A review of Visual Reading in 2023 and our plans for 2024

This year has seen the expansion of Visual Reading into new areas. Up to the end of 2022, Visual Reading had been primarily focused on students in receipt of the Disabled Students Allowance (DSA). The challenge there being raising awareness amongst Assessors of Need who have control over the allocation of resources. This proved rather difficult because almost all Assessors of Need work independently on zero hours contracts, meaning that it is difficult to provide awareness raising to groups. We have also had Assessors of Need proclaiming that our results are too good to believe. It is difficult to know what to do about that!

So this year, while maintaining our DSA work, we have been focused on raising awareness among dyslexia specialist teachers. I started the year with providing a couple of presentations on the Praxis-cpd website, run by my wonderful colleague Sally-Ann Morrison, about Visual Reading and the implications for assessment practice when most neurodivergent people think visually and process information holistically. These presentations generated a great deal of interest in becoming approved coaches. This was followed by a Zoom presentation during Neurodiversity Week to SOAS.

We initially offered free coaching and provided it to over 30 dyslexia specialists, many of whom worked in schools rather than FE or HE. We also provided free coaching to a dyslexia specialist in Mallorca and another in Mississippi, USA. This particular dyslexia specialist is dyslexic. We have and will continue to prioritise neurodivergent coaches. On completing the Visual Reading course, she gave this feedback,

“Thank you so much! I really enjoyed your class! I am thrilled to learn that I am not doomed to being a slow reader after all at the age of 60! It is exhilarating to sit down to read now! What a huge help this would have been when I was in school!”

Providing free coaching is not, of course, sustainable in the long run, and we now charge a subsidised fee (currently £80). We also found that free coaching was sometimes not always as valued as coaching that has a financial cost by some. We continue to receive requests for this coaching the coaches course and are delighted that their work with neurodivergent readers is generating similar results to our own.

One of the reasons we wanted to develop approved Visual Reading coaches was because we anticipate a large increase in demand once Visual Reading becomes better known, and we wanted to develop a pool of coaches we could call on..

For the past year we have been working closely with Mark Smith who is the owner of Fixedpips.com who started by developing an App to provide Structured Saccade Overlays to screens and ended up building our new interactive website, all for nearly zero cost. We can’t thank him and his company enough! The website will continue to be developed during 2024 provided not just information and sales, but an interactive portal we hope all approved coaches will find useful. Our results will also be able to be updated in real time. All very exciting.

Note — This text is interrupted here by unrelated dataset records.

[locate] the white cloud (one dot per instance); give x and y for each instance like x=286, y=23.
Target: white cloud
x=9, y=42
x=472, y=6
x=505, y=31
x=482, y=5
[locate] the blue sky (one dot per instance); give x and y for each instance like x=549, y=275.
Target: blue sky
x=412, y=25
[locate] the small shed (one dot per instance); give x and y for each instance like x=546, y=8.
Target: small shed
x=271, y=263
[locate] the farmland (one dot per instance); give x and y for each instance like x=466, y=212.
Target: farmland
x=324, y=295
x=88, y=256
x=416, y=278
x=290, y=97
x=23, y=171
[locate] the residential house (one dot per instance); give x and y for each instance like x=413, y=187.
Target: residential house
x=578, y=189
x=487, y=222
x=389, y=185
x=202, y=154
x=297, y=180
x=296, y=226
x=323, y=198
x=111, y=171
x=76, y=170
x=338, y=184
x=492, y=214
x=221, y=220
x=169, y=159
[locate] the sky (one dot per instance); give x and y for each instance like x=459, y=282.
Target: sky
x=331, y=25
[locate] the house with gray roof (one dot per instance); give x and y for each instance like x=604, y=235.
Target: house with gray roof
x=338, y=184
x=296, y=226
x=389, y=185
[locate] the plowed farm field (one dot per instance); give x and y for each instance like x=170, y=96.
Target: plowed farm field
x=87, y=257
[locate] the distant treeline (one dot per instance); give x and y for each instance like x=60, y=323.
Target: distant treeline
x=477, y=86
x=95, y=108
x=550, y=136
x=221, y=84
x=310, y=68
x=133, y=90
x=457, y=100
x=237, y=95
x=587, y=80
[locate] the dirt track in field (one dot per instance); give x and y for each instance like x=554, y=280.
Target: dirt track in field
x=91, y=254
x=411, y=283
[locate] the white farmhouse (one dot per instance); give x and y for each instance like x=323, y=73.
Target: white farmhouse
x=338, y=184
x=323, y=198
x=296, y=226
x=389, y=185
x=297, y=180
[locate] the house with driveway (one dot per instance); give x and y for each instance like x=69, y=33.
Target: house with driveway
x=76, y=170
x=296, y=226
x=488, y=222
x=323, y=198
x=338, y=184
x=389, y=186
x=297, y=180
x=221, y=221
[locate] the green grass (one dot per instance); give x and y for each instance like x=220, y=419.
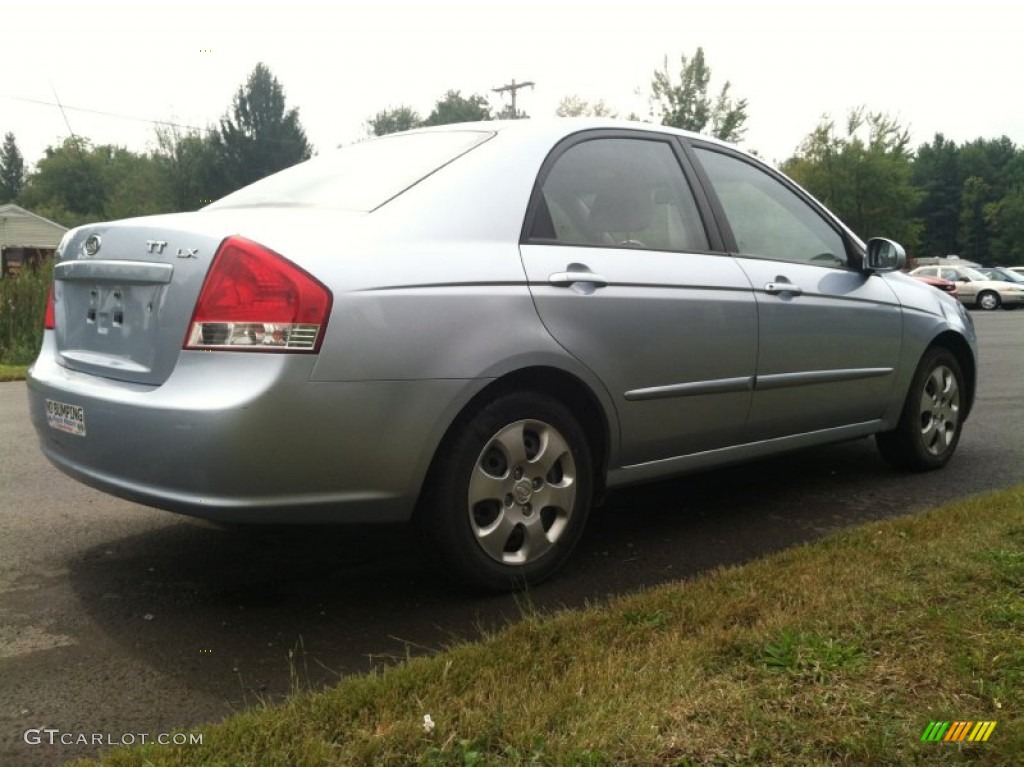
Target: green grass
x=837, y=652
x=12, y=373
x=23, y=306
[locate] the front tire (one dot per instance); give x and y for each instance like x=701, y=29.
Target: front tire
x=988, y=300
x=508, y=497
x=932, y=419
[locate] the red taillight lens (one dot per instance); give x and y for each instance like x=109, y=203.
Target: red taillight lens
x=50, y=321
x=256, y=299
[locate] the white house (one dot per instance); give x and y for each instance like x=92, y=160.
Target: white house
x=26, y=239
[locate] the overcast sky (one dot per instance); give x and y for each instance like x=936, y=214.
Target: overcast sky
x=938, y=67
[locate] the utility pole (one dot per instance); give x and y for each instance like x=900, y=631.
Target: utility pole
x=512, y=88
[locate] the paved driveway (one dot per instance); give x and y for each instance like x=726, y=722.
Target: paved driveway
x=119, y=620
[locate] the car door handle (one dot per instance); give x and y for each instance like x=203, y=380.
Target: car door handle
x=567, y=279
x=782, y=287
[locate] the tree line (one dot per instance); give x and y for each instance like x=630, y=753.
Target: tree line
x=938, y=199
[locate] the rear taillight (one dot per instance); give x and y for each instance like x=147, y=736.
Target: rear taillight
x=50, y=320
x=255, y=299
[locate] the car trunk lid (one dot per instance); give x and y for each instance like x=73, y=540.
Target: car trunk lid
x=124, y=294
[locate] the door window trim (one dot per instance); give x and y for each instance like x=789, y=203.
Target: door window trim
x=854, y=254
x=716, y=244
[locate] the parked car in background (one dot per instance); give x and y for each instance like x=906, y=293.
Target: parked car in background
x=975, y=288
x=1001, y=272
x=946, y=286
x=479, y=328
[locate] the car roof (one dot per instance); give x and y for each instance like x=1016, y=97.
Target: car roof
x=555, y=128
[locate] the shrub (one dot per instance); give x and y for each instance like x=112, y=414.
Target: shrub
x=23, y=306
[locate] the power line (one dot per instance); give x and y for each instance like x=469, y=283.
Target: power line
x=512, y=88
x=104, y=114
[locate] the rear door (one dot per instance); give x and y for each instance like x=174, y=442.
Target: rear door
x=829, y=334
x=626, y=276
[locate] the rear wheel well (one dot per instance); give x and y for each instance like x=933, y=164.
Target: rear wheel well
x=962, y=350
x=564, y=387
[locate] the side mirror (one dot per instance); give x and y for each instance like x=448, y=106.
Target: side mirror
x=884, y=256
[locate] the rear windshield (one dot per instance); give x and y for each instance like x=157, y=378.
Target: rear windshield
x=358, y=177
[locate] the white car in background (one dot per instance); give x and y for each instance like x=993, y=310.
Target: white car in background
x=975, y=289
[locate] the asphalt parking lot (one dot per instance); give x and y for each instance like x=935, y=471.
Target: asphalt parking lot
x=117, y=619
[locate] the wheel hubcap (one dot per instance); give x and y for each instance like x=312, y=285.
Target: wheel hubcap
x=939, y=411
x=522, y=492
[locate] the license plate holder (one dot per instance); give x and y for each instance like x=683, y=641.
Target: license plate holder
x=66, y=417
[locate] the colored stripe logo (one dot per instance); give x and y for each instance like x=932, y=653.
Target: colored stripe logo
x=958, y=730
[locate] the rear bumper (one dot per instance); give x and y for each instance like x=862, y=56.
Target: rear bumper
x=249, y=438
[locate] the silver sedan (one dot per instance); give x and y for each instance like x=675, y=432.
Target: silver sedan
x=479, y=329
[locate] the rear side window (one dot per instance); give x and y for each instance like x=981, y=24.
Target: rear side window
x=767, y=217
x=619, y=192
x=361, y=176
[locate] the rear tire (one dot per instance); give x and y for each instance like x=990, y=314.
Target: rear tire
x=932, y=420
x=508, y=496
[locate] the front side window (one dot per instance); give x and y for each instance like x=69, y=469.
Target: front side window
x=619, y=192
x=768, y=218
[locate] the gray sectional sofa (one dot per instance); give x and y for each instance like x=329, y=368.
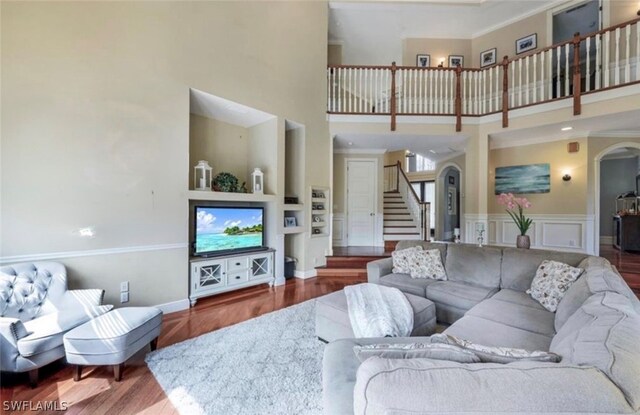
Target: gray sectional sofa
x=596, y=330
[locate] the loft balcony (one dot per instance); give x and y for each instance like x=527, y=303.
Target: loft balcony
x=586, y=65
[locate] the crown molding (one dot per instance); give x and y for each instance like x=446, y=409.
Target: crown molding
x=497, y=143
x=616, y=134
x=359, y=150
x=526, y=15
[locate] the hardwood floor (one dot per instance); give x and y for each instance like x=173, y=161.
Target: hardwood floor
x=138, y=392
x=627, y=263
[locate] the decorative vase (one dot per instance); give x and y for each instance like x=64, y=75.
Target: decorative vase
x=523, y=241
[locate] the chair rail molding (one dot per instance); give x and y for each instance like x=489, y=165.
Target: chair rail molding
x=90, y=252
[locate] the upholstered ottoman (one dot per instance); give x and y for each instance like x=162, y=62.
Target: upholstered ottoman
x=332, y=316
x=112, y=338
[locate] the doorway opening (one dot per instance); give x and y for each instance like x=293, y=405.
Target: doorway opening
x=448, y=190
x=617, y=173
x=579, y=17
x=362, y=202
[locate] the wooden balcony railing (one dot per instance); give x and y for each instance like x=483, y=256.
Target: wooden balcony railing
x=602, y=60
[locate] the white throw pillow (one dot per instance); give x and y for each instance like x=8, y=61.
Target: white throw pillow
x=493, y=354
x=403, y=258
x=427, y=264
x=416, y=351
x=551, y=283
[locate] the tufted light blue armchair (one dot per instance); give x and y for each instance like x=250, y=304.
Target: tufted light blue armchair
x=36, y=309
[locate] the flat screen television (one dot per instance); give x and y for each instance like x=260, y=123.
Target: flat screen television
x=222, y=230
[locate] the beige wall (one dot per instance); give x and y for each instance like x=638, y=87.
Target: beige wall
x=97, y=133
x=564, y=197
x=621, y=11
x=334, y=56
x=504, y=39
x=223, y=145
x=438, y=49
x=393, y=157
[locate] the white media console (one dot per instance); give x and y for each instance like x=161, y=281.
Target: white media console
x=227, y=273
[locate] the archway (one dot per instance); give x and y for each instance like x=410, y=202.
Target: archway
x=597, y=183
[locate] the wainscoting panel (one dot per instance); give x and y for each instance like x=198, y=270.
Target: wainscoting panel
x=339, y=234
x=558, y=232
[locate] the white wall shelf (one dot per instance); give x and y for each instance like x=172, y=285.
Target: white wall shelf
x=320, y=202
x=293, y=229
x=293, y=207
x=232, y=197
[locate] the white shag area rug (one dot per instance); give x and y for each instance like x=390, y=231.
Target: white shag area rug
x=271, y=364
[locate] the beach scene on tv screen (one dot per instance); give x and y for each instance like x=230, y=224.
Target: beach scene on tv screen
x=220, y=229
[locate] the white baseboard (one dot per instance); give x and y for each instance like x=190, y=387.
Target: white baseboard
x=174, y=306
x=606, y=240
x=305, y=274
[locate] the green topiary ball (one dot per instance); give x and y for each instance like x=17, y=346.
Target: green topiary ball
x=225, y=182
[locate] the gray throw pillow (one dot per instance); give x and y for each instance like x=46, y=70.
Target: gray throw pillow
x=492, y=354
x=403, y=258
x=427, y=264
x=551, y=282
x=416, y=351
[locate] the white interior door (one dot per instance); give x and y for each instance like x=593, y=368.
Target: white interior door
x=362, y=179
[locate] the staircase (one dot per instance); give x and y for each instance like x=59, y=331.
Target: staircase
x=405, y=216
x=398, y=222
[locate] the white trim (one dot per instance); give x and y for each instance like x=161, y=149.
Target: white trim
x=616, y=134
x=542, y=232
x=506, y=142
x=521, y=17
x=596, y=191
x=378, y=226
x=92, y=252
x=305, y=274
x=606, y=240
x=339, y=240
x=471, y=220
x=174, y=306
x=349, y=118
x=359, y=150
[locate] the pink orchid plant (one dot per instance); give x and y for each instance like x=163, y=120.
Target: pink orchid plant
x=520, y=203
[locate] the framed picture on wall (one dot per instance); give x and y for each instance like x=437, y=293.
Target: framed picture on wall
x=290, y=221
x=488, y=57
x=423, y=61
x=455, y=61
x=526, y=43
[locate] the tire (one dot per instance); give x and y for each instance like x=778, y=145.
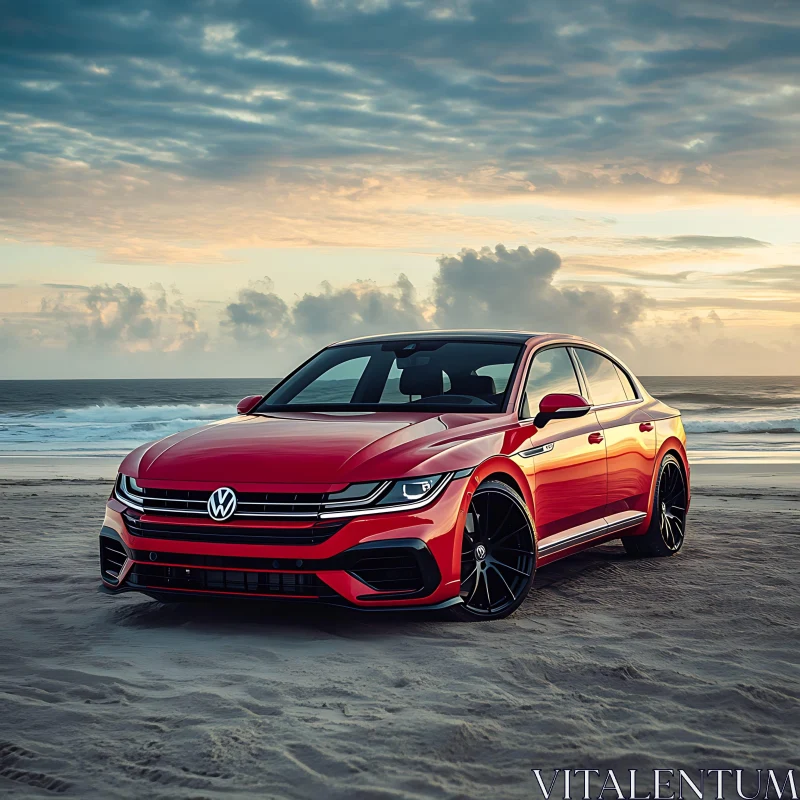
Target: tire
x=667, y=530
x=496, y=580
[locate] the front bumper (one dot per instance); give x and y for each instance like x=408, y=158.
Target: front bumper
x=397, y=560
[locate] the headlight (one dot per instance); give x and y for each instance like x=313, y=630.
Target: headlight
x=129, y=492
x=410, y=490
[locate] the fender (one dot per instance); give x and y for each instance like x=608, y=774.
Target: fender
x=667, y=432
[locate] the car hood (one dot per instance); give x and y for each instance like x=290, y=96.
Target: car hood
x=302, y=449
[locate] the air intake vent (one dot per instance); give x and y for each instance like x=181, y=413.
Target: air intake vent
x=112, y=559
x=232, y=533
x=296, y=584
x=389, y=571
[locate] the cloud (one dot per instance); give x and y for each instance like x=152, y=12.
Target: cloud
x=259, y=314
x=111, y=104
x=514, y=289
x=115, y=318
x=697, y=242
x=159, y=332
x=358, y=311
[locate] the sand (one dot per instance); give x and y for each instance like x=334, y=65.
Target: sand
x=612, y=663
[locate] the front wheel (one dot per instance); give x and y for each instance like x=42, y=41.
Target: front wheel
x=498, y=554
x=667, y=528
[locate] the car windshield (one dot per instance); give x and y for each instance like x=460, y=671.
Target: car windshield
x=421, y=374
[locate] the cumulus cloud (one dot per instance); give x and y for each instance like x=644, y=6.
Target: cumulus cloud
x=119, y=316
x=475, y=97
x=514, y=289
x=498, y=287
x=258, y=313
x=358, y=311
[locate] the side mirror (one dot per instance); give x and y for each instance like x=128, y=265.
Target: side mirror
x=248, y=403
x=561, y=406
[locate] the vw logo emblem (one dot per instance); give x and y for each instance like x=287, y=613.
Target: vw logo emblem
x=222, y=504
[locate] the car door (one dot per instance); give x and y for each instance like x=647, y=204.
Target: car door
x=629, y=433
x=568, y=472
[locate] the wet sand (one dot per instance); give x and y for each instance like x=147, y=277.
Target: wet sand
x=611, y=663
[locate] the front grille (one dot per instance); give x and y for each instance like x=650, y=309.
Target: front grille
x=248, y=504
x=232, y=533
x=389, y=571
x=297, y=584
x=112, y=558
x=253, y=505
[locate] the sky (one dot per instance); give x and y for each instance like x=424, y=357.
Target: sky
x=222, y=187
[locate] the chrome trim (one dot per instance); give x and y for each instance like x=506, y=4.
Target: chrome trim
x=364, y=512
x=325, y=510
x=592, y=533
x=537, y=451
x=357, y=501
x=617, y=405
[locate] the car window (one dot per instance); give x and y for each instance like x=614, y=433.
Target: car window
x=551, y=372
x=335, y=385
x=425, y=374
x=605, y=385
x=499, y=373
x=627, y=384
x=391, y=391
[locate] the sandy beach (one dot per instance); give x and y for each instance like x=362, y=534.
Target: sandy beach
x=686, y=662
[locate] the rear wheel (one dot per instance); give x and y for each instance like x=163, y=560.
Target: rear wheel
x=498, y=554
x=667, y=528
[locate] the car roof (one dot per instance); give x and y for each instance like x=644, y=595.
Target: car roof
x=463, y=334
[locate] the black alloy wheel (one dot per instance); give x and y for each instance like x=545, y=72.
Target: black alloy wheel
x=667, y=529
x=498, y=554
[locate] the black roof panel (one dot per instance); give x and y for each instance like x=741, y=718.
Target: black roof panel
x=466, y=334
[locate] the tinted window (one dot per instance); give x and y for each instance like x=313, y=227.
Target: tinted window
x=551, y=372
x=336, y=385
x=627, y=385
x=602, y=377
x=424, y=374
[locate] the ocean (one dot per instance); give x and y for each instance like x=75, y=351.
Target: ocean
x=727, y=419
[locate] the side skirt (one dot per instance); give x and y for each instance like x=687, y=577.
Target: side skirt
x=582, y=534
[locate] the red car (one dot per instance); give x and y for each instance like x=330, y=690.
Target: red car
x=417, y=470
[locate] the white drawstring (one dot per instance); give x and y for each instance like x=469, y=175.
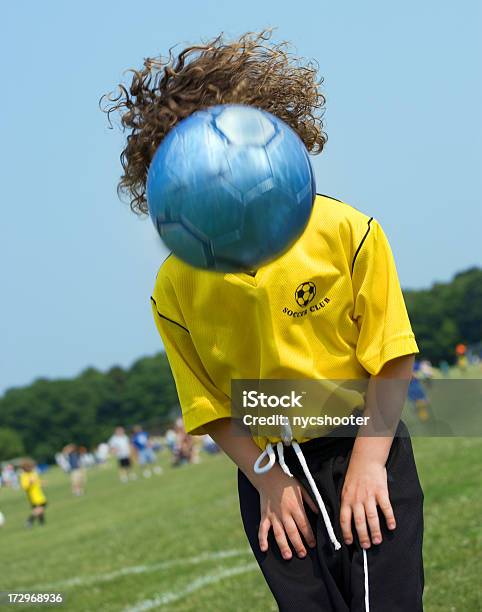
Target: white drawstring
x=268, y=451
x=365, y=574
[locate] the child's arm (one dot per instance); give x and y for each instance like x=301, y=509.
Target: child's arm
x=365, y=484
x=281, y=497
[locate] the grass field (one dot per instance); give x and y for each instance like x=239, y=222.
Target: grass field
x=175, y=541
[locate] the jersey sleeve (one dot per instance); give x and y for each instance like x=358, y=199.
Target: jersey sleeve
x=380, y=312
x=201, y=401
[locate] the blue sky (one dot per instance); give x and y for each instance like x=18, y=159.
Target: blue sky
x=403, y=82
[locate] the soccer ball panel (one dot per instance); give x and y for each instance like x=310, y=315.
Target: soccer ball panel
x=230, y=188
x=242, y=127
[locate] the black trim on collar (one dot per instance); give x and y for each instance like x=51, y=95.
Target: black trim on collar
x=167, y=318
x=361, y=244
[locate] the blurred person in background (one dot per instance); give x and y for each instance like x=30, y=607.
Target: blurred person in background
x=120, y=446
x=141, y=443
x=32, y=485
x=77, y=473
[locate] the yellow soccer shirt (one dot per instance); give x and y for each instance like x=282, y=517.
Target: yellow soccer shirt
x=329, y=308
x=31, y=484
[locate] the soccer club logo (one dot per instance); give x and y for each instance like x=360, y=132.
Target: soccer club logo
x=305, y=293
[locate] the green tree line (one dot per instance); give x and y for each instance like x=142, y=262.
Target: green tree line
x=41, y=418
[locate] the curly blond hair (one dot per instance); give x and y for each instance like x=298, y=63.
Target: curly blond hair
x=251, y=70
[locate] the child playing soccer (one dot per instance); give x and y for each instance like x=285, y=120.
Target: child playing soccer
x=32, y=485
x=334, y=522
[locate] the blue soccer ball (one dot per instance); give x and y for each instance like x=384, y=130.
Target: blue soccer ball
x=230, y=188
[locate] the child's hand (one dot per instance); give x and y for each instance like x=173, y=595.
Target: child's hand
x=365, y=487
x=281, y=502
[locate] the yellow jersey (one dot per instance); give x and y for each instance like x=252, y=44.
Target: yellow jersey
x=331, y=308
x=32, y=485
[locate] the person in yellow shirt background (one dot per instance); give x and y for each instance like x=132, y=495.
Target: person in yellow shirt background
x=32, y=485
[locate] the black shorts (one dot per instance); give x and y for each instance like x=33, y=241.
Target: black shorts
x=334, y=581
x=125, y=462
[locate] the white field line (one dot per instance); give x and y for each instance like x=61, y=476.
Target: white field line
x=139, y=569
x=169, y=597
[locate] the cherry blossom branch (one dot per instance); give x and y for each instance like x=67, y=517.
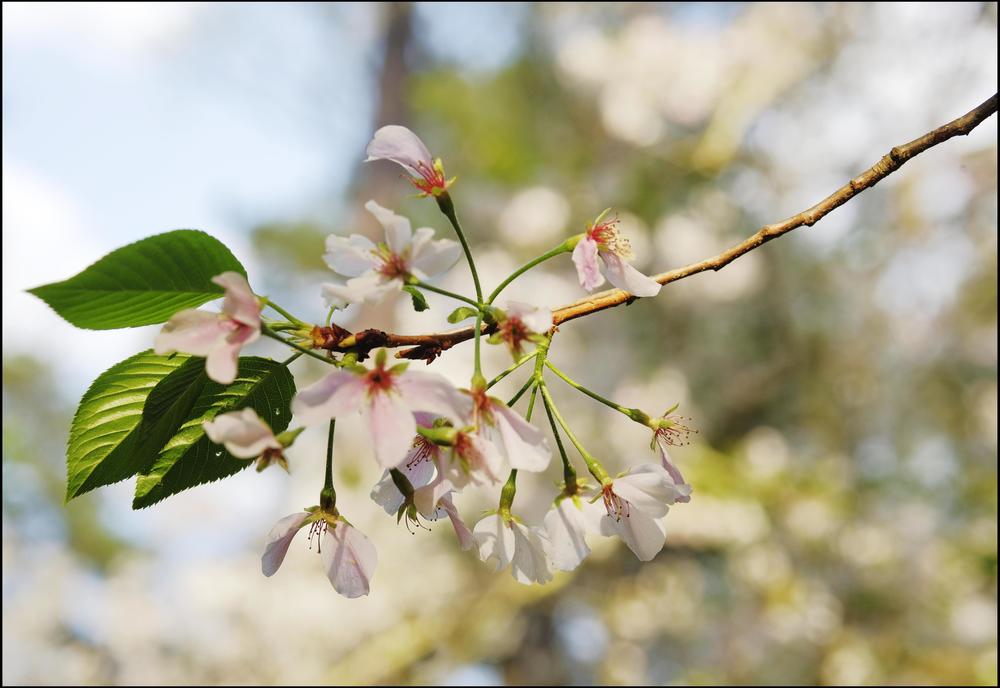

Meanwhile we have supported Jamie Wace’s attempt to build a dyslexia screener that he hopes will become a relatively cheap online assessment tool in the fullness of time, giving better access to assessment reports that open the resource gates to those who currently can’t afford an assessment. We have also had positive feedback from Professor John Stein and Dr Teri Lawton (who both espouse the Magnocellular Theory of dyslexia).

We have plans to offer some free coaching to children in care and to those in prison or probation in 2024, as our resources permit.

Finally, I will be giving a Presentation on Visual Thinking and the implications for the assessment and teaching of children as well as adults to the Enfield and Barnett PATOSS Association on 30 January, 2024 at 8pm.